There’s something about cathedrals that has begun to draw me in over the last couple of years. So while I was holidaying within an hour’s drive of Exeter recently, I ended up having a look round the cathedral there.
At the risk of a sweeping statement, Cathedrals in England seem somehow to “do” being Cathedrals better than Scotland… I don’t think I can properly describe why, but there we have it – that’s my impression. Somehow there’s a feel to a place that’s been prayed in through the centuries, deeply connected to the life of the Spirit as well as to history and tradition that makes me want to sit down and stay. Permanently. And in places like Durham and Ely, where that space is also alive with contemporary things that speak within the frame of ancient things… well, I love that. (Maybe I’m just missing something about the Scottish cathedrals and someone will offer me a challenge to come and see what theirs has to offer!)
Anyway, as I wandered round Exeter Cathedral, I found that “English Cathedral” thing there too. My favourite bit was in a chapel set aside for silence and prayer at the east end of the building, where this sculpture, Unfolding Love by a local artist called Janis Ridley, held the central space.
A short explanation of its themes got me thinking about what I was looking at:
“Unfolding Love…combines the taughtness and tension of an agonisingly painful position held for any length of time with immense grace and tenderness. The love of the young mother bent over her new baby transforms tension and pain into a healing process… It speaks also of how that love will grow and develop as it unfolds… The mother’s head, shoulders and back are almost foetal in their position; but the legs have unfolded and are pointed straight out towards the future and the unknown. In between is cradled the child – the bridge between the two and constant in the unfolding…”

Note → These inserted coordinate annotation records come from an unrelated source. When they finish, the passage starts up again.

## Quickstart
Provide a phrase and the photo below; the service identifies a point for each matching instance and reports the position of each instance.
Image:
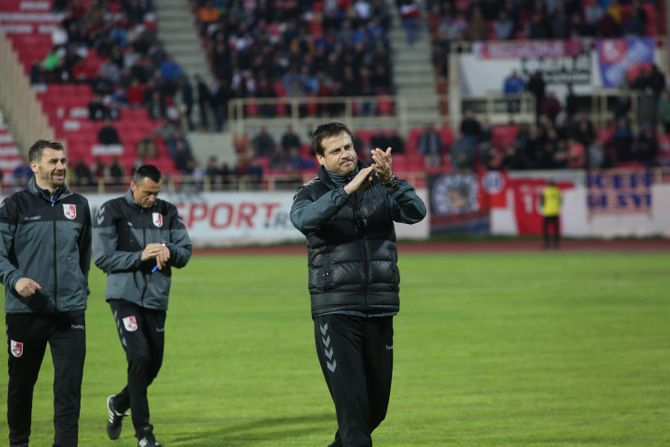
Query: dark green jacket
(121, 231)
(47, 239)
(351, 248)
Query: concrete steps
(413, 72)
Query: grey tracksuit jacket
(121, 230)
(46, 238)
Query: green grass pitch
(536, 349)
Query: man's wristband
(391, 182)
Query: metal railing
(247, 115)
(23, 111)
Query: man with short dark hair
(45, 253)
(138, 238)
(347, 214)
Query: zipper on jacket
(53, 204)
(144, 244)
(366, 263)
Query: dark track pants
(27, 338)
(356, 357)
(142, 334)
(550, 225)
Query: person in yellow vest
(550, 202)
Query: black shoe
(115, 419)
(148, 439)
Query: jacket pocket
(320, 279)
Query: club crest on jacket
(70, 210)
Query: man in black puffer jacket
(347, 213)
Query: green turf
(545, 349)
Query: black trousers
(27, 338)
(142, 335)
(356, 357)
(550, 225)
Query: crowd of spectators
(306, 48)
(310, 48)
(461, 20)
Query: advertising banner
(483, 70)
(619, 192)
(221, 219)
(618, 58)
(456, 204)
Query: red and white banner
(528, 49)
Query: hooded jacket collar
(59, 194)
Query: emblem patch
(70, 210)
(130, 323)
(16, 348)
(158, 219)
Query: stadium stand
(10, 158)
(293, 60)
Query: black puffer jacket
(351, 243)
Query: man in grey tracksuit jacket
(45, 252)
(347, 214)
(137, 239)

…there was an allusion to the Christmas story, to Mary and her son, and to God’s love in Christ endlessly sharing and seeking to transform the world’s sufferings. And with that I was left to respond as I pleased.

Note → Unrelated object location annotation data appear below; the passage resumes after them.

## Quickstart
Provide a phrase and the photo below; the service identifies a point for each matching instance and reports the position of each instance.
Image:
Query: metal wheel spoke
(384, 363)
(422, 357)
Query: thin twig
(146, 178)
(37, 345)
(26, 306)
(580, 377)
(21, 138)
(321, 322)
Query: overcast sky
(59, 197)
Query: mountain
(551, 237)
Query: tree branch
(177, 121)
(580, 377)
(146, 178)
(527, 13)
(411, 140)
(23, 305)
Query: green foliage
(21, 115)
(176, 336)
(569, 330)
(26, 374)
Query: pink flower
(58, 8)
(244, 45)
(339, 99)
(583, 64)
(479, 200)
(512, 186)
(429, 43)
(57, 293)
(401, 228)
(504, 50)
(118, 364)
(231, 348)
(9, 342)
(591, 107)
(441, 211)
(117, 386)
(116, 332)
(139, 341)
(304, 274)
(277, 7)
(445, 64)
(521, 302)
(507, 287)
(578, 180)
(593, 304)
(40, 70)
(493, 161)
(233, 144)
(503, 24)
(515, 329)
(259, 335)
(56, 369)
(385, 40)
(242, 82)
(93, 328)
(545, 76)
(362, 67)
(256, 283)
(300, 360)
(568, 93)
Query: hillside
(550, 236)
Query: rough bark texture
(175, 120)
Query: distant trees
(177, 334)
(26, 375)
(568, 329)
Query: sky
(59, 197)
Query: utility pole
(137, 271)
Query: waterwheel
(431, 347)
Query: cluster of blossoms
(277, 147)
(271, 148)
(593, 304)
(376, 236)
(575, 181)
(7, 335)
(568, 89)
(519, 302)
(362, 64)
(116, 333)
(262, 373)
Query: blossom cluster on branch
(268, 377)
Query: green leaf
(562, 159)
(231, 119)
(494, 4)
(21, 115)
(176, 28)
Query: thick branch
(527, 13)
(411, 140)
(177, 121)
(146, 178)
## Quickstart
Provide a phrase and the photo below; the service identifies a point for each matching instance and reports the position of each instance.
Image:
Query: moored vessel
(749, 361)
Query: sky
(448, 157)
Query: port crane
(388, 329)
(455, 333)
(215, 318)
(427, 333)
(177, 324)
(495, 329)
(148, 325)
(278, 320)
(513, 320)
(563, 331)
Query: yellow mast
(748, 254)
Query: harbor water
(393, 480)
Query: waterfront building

Before I knew it I’d been sitting contemplating for ages: the woman, her child, their setting in the chapel, life, love and the universe. All rather deep – and good – for a summer holiday afternoon.
Eventually I meandered back into the busyness of tourist-ville. But the woman’s form has stayed with me. I’m reminded that here’s a real treasure that cathedrals – and other sacred buildings – can give. The offer of a space for quiet, beauty, and the opportunity to contemplate things that are bigger than ourselves.
(PS – I had a wonderful time, but one thing really bugged me: charging people for entry. Not ok. I know the arguments for it, but I just can’t agree. If people – as statistics tell us – are increasingly seeking and finding “spiritual” significance in cathedrals over other “religious” environments, we should be welcoming them in with open arms. Mini-rant over!)